Make the FRS dataset build deterministic (seed all RNG draws) (#425)

MaxGhenis · web-flow · commit 843293c70ad0 · 2026-06-04T10:02:45.000-04:00
* Make property_purchased assignment deterministic (seeded RNG)

The data build set property_purchased via unseeded np.random.random(),
so every build drew a different vector of purchasers. That made the
dataset non-reproducible and intermittently spiked the first income
decile's effective tax rate (the draw occasionally marked too many
high-property, low-income households as purchasers), failing
test_first_decile_tax_rate_reasonable and blocking releases.
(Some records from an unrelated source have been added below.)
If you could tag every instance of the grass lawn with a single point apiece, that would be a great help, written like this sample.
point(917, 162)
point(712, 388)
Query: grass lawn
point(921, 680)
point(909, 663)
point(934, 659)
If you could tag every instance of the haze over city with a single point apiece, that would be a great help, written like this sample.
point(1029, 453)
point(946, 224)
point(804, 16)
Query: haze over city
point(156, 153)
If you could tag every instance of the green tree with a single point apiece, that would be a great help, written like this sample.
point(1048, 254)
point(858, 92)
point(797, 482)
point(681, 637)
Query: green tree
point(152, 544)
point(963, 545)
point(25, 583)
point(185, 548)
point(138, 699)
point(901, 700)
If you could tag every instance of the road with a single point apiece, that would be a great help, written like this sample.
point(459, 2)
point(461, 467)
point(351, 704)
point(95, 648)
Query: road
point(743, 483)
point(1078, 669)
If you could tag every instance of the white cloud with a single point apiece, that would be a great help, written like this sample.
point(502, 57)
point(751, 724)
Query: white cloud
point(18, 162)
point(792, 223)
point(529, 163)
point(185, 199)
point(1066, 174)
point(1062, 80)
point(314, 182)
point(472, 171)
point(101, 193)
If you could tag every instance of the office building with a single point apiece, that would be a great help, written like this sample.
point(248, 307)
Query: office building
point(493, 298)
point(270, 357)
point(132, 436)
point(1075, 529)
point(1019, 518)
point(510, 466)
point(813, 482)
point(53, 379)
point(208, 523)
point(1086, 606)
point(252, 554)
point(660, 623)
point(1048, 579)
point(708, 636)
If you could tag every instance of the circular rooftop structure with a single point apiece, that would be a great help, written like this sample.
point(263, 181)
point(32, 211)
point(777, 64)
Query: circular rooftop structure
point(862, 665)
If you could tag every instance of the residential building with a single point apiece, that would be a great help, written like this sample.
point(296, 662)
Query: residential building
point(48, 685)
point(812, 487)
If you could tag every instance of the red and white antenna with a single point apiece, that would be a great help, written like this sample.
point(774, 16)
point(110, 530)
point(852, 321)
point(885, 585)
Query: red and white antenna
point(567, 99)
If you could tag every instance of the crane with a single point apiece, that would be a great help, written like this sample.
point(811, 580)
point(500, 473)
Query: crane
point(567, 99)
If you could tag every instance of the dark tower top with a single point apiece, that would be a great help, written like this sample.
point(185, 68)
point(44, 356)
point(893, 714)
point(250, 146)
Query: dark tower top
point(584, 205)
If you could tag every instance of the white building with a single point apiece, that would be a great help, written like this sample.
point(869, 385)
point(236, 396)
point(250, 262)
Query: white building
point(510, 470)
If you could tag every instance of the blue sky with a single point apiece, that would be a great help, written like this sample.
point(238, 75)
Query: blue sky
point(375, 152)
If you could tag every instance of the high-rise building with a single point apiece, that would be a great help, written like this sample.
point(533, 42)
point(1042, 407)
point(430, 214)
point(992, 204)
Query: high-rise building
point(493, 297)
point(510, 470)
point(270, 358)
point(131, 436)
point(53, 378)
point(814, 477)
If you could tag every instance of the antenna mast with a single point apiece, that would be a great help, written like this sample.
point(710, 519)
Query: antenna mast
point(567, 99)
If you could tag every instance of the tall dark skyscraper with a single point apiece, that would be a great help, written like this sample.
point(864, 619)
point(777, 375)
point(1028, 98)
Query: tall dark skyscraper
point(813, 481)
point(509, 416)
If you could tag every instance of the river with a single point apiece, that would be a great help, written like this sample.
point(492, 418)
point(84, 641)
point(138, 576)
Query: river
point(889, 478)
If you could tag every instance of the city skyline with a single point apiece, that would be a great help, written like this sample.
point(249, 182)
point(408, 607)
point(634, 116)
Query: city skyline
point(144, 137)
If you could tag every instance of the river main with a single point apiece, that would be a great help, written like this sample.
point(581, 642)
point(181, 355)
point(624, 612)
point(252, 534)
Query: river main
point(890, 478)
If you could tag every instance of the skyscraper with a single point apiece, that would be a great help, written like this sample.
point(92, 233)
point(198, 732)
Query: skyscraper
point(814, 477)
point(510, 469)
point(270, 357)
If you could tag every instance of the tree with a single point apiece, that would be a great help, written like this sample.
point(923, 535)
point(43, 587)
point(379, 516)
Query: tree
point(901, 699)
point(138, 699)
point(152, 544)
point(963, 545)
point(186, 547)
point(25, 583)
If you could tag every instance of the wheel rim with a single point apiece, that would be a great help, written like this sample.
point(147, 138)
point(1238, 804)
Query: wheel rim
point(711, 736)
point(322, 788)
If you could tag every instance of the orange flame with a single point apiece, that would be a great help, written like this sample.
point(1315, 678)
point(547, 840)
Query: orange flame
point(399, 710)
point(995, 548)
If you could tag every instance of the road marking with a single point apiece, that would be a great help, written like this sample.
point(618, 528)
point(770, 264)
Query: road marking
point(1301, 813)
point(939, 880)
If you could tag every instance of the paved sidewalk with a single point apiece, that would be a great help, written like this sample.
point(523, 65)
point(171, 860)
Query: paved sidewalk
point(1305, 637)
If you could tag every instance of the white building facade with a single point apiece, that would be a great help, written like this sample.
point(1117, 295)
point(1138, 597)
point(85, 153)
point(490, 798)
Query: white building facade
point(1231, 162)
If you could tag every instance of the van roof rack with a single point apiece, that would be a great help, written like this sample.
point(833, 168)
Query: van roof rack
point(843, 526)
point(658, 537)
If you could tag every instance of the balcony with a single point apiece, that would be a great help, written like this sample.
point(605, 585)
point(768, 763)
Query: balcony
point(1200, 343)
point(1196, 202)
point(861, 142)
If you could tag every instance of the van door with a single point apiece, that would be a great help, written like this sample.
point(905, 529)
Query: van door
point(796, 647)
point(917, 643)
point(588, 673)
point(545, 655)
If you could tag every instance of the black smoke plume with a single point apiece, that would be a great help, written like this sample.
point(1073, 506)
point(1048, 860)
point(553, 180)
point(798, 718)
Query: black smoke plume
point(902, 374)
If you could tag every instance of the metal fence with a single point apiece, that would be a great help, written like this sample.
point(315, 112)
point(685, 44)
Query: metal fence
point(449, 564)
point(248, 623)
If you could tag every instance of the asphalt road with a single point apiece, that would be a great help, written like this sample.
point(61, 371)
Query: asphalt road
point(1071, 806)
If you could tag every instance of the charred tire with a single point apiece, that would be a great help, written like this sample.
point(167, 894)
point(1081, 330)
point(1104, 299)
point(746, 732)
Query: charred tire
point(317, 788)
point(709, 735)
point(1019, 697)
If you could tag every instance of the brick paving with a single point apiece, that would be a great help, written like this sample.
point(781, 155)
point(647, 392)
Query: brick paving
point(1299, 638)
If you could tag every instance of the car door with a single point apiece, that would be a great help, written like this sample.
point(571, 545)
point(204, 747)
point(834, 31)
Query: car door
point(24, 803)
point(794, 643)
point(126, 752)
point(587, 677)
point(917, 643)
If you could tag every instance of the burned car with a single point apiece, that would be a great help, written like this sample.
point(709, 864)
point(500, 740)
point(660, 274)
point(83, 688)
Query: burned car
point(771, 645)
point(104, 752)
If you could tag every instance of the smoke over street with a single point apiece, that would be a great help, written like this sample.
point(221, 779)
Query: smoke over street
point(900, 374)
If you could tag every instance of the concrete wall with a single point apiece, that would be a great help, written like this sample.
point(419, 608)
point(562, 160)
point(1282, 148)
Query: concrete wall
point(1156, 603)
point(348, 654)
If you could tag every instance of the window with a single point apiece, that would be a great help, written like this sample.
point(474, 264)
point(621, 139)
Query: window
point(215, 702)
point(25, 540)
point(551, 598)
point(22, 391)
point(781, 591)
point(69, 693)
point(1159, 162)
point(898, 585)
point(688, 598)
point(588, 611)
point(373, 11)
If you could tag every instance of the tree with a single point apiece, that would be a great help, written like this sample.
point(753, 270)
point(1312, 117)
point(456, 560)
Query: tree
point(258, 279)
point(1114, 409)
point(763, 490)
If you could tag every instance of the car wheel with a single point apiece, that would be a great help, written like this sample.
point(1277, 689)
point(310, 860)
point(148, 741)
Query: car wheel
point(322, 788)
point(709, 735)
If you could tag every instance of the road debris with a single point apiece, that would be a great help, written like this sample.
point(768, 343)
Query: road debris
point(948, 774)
Draw from a seeded numpy Generator (default_rng(0)) instead of the
global RNG, whose state depends on whatever ran earlier in the build.
Same FRS input now always yields the same ~3.85% purchaser assignment.

Pairs with the policyengine-uk fix flipping property_purchased's
default to False, which fail-safes any household this build does not
explicitly set.

* Fix review findings: seed capital gains and BRMA sampling too

Independent review found the property_purchased seed was necessary but
not sufficient for a reproducible build: two more assignments drew from
the unseeded global numpy RNG.

- imputations/capital_gains.py: quantile draws for the capital gains
  amount imputation now come from a seeded default_rng(0), so capital
  gains (and CGT revenue) are reproducible.
- frs.py BRMA assignment: both pandas .sample() calls (region/category
  rent sampling and the household-level pick) now take a seeded
  random_state generator instead of the global RNG.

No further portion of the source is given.